Protoplasta 70 osób, które uczestniczyły w niedawnym zjeździe rodzinnym w Strzelcach Wielkich (najstarsza osoba miał 86 lat, najmłodsza 9) żył w latach 1789-1879 i jako sołtys Grabonogu był blisko związany z żyjącym wtedy błogosławionym Edmundem Bojanowskim.
– Ich stosunki, tym bardziej, że mieszkali naprzeciwko siebie były więcej niż serdeczne. Na granicy przyjaźni – mówi Romuald Niedziela, praprawnuk Mateusza.
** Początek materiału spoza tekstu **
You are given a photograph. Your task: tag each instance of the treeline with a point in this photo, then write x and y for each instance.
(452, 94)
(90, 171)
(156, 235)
Za różne podarunki z ich strony oraz okazaną pomocą Bojanowski w swoich „Dziennikach” odwdzięczył się rodowi Klupsiów wymieniając go aż 26 razy.
W 2008 roku osoby, w których żyłach płynie krew Mateusza i Rozalii spotkały się po raz pierwszy na wspólnym spotkaniu z inicjatywy jednego z nich, Józefa Katarzyńskiego. Teraz, po 10 latach postanowił on znów zwołać rodziny m.in. Szperlików, Niedzielów, Wyrwałów oraz najbardziej znane w powiecie gostyńskim rody Klupsiów, Katarzyńskich i Pawlaków.
– Jak nie poznasz swoich rodziców, nie poznasz samego siebie. Jak nie poznasz swoich przodków, nie poznasz swoich talentów – opowiada R. Niedziela.
W tych słowach zawiera się esencja tego, co inicjatorzy zjazdów chcą osiągnąć: scalić rodzinę i przypomnieć młodym skąd się wywodzą i co jest najważniejsze w życiu.
Jednym z najbardziej znanych potomków Mateusza i Rozalii jest Stanisław Helsztyński, urodzony w Kosowie powieściopisarz i znawca literatury angielskiej, którego nazwiskiem ochrzczono jedną z gostyńskich ulic.